Kontrolle von Einleitstellen: neue Gewässerschutzaufgabe für Limeco
Darum gehts
Limeco übernimmt die systematische Kontrolle von Einleitstellen, an denen Mischabwasser bei Starkregen in Bäche und Flüsse gelangt. Das Team wurde 2025 nach VSA-Richtlinien geschult, um Verschmutzungsspuren zu erkennen. Die Kontrollen ergänzen die bestehende Abwasserreinigung und stärken den Gewässerschutz im Limmattal.
Die zunehmend extremen Niederschläge bringen die Kanalisation und die Abwasserreinigung immer öfter an ihre Kapazitätsgrenzen. Die Folge: Überschüssiges Mischabwasser fliesst ungereinigt in Bäche und Flüsse. An einer Schulung lernte das Team Siedlungsentwässerung von Limeco, die Auswirkungen solcher Entlastungen zu beurteilen und systematisch zu erfassen.

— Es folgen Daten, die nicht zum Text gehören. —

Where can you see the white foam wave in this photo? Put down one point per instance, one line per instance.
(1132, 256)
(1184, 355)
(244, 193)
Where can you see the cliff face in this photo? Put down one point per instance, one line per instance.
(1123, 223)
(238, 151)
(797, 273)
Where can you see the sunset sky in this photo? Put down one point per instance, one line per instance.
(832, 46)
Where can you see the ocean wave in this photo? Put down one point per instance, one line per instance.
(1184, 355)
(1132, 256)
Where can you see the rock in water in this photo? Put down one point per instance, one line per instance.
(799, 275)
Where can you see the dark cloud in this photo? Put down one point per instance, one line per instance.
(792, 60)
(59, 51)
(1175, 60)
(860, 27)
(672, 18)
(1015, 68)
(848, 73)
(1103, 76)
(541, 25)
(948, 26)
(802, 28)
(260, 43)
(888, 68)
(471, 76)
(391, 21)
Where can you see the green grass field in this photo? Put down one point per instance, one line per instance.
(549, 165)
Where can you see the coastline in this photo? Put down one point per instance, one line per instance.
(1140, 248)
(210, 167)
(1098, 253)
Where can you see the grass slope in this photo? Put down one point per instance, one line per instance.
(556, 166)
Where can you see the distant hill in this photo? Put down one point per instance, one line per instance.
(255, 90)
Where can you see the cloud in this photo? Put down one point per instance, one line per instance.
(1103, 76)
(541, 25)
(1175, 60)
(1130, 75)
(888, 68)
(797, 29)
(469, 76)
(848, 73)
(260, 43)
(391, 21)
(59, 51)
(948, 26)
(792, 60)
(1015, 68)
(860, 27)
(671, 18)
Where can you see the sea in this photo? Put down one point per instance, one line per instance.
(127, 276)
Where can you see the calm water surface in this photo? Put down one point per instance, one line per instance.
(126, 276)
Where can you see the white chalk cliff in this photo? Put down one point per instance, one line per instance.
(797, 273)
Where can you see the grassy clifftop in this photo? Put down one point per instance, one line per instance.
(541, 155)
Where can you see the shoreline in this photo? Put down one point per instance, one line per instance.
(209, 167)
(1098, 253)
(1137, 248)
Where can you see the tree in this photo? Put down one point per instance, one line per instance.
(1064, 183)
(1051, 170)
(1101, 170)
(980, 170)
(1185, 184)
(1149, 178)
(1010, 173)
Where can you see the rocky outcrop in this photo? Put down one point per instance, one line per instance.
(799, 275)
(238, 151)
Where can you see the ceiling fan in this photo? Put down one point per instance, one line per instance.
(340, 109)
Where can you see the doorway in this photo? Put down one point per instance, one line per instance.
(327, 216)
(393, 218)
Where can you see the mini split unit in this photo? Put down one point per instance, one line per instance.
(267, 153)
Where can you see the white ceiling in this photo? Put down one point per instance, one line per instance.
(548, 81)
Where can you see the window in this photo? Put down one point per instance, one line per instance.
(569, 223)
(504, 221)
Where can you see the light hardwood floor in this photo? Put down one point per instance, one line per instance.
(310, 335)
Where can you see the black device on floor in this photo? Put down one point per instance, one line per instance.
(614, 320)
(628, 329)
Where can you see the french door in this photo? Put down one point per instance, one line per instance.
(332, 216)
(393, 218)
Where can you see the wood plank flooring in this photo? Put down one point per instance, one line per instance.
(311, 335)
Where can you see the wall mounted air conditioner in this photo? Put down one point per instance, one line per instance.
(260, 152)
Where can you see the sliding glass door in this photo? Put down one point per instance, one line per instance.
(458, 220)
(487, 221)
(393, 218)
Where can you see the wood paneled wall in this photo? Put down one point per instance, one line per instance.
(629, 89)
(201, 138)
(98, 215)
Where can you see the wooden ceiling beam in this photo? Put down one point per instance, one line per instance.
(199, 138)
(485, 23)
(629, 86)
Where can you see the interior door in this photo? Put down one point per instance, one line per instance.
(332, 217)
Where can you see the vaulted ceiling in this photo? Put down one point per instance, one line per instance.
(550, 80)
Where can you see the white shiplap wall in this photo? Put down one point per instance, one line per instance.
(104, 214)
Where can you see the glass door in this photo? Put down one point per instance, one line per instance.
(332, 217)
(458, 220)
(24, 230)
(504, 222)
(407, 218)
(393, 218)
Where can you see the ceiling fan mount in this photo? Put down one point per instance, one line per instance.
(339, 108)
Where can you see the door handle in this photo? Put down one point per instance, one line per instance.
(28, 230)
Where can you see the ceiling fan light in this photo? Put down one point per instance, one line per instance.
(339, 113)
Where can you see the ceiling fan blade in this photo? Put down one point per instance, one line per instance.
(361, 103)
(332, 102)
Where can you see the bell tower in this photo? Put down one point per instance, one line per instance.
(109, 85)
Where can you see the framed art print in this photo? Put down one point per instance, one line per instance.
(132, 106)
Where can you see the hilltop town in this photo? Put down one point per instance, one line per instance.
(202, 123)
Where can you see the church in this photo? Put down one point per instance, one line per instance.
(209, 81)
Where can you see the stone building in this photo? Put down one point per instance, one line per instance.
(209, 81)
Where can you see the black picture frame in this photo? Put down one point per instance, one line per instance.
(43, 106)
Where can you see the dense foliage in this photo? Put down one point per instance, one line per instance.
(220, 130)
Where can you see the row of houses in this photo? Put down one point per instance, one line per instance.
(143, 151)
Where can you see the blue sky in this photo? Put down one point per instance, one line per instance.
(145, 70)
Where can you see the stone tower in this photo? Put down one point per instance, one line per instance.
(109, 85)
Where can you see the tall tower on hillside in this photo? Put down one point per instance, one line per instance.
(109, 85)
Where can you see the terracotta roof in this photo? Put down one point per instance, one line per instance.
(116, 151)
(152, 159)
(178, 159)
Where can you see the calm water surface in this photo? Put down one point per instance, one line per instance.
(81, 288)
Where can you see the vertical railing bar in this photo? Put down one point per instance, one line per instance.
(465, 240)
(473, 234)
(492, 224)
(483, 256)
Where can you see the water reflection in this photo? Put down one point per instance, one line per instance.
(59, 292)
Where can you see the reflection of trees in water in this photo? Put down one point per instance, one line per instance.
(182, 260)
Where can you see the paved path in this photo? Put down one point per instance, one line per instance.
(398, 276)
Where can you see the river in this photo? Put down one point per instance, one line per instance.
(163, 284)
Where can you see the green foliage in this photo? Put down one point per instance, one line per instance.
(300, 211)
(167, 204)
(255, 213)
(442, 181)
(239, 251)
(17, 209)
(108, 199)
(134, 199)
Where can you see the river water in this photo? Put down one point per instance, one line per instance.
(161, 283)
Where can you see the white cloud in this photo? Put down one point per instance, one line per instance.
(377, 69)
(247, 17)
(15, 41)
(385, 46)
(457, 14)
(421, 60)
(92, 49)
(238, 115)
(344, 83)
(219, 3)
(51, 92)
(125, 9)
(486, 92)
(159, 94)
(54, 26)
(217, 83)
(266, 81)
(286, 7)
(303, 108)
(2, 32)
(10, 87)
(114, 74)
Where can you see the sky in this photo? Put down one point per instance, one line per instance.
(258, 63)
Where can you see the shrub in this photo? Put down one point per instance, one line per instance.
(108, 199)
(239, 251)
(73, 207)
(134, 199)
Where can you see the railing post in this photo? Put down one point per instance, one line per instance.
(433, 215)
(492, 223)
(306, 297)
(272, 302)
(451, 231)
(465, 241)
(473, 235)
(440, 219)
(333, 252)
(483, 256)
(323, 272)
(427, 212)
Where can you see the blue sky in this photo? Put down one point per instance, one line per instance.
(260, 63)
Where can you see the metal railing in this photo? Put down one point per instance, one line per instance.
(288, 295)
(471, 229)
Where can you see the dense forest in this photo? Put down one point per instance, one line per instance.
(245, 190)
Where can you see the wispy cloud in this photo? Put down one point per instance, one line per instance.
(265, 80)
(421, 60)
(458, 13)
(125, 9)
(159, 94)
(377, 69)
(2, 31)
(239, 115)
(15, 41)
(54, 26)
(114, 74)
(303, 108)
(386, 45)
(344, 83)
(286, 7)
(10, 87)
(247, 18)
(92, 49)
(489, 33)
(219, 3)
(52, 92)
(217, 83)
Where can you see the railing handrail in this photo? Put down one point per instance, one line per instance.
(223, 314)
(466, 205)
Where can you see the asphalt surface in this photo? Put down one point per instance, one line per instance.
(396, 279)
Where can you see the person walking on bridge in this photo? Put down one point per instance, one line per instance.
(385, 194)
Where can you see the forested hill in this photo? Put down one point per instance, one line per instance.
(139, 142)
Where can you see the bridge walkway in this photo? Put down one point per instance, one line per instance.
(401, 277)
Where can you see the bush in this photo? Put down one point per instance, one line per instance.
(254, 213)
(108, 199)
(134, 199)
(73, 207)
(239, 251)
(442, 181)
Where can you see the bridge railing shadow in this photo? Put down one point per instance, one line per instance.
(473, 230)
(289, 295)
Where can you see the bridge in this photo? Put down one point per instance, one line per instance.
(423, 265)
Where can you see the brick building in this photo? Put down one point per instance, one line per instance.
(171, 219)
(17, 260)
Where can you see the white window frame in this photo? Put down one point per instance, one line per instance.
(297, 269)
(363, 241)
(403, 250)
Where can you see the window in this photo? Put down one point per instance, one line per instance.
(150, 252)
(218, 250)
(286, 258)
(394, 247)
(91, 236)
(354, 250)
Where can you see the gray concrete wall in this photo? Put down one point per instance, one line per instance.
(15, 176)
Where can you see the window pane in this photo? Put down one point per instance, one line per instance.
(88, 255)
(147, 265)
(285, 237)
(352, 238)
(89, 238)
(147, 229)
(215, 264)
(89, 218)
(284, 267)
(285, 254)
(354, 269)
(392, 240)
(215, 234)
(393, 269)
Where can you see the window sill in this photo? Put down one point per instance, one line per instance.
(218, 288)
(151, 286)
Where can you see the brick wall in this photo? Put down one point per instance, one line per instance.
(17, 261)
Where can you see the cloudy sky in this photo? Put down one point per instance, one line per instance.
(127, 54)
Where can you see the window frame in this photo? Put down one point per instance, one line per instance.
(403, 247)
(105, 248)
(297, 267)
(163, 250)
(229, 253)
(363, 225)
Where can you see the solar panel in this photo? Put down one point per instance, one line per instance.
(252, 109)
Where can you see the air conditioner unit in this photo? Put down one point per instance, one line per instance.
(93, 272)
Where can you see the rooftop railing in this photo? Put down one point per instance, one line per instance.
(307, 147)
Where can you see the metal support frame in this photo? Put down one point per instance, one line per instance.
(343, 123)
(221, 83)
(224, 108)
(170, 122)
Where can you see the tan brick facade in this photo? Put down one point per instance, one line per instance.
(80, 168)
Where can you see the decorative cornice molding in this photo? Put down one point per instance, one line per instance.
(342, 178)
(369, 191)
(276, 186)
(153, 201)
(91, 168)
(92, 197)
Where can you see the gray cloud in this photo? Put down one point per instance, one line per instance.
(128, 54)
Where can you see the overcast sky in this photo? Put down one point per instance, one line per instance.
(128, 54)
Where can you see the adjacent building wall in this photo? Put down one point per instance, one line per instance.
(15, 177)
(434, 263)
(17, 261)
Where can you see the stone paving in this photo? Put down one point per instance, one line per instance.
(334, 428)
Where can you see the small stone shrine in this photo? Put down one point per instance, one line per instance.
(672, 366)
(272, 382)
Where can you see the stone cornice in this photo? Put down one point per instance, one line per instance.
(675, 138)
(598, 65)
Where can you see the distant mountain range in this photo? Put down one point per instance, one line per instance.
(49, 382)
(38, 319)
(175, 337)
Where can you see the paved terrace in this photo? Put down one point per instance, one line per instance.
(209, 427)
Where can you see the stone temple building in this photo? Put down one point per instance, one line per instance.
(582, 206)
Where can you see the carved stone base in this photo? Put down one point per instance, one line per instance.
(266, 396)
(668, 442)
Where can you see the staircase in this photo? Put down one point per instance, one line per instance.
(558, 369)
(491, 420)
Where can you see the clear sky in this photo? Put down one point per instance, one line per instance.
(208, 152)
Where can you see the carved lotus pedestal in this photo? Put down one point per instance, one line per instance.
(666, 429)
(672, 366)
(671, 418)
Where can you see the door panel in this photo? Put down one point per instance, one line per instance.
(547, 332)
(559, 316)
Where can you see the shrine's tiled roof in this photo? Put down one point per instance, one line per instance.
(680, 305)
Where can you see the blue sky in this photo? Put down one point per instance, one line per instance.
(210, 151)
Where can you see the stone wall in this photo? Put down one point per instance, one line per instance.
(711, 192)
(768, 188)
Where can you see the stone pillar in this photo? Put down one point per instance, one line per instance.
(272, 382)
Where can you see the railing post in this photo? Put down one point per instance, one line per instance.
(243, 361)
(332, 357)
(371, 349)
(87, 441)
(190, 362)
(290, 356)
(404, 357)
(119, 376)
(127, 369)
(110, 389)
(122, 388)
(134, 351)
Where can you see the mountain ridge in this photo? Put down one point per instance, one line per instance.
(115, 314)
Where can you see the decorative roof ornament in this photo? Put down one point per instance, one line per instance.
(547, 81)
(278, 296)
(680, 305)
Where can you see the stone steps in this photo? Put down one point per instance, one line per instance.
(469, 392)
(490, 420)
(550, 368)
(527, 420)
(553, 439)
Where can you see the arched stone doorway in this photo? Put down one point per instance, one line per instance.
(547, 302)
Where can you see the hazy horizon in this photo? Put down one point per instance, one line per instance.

Neue Massnahme für den Gewässerschutz
GEP/VGEP
Das Kürzel GEP/VGEP steht für zwei zentrale Instrumente in der Schweizer Siedlungsentwässerung: Während der Generelle Entwässerungsplan (GEP) die Siedlungsentwässerung auf Gemeindeebene regelt, koordiniert der Verbands-GEP (VGEP) diese Planung über mehrere Gemeinden hinweg. Beide Instrumente unterstützen den Gewässerschutz, indem sie den Zustand der Infrastruktur erfassen, Handlungsbedarf aufzeigen, Optimierungspotenzial nutzen und nötige Massnahmen für das Entwässerungssystem und deren Umsetzung zeitlich festlegen.
VSA
Der VSA ist der Verband Schweizer Abwasser- und Gewässerschutzfachleute. Die führende Fachorganisation in der Schweiz für Gewässerschutz, Abwasserreinigung und Siedlungsentwässerung, die Aus- und Weiterbildungen anbietet, Standards setzt und Interessen vertritt.
«Indem wir Einleitstellen in Bäche und Flüsse gezielt überwachen, haben wir eine gut dokumentierte Grundlage, um noch wirksamer zum Gewässerschutz und zur Einhaltung der gesetzlichen Vorgaben beizutragen.»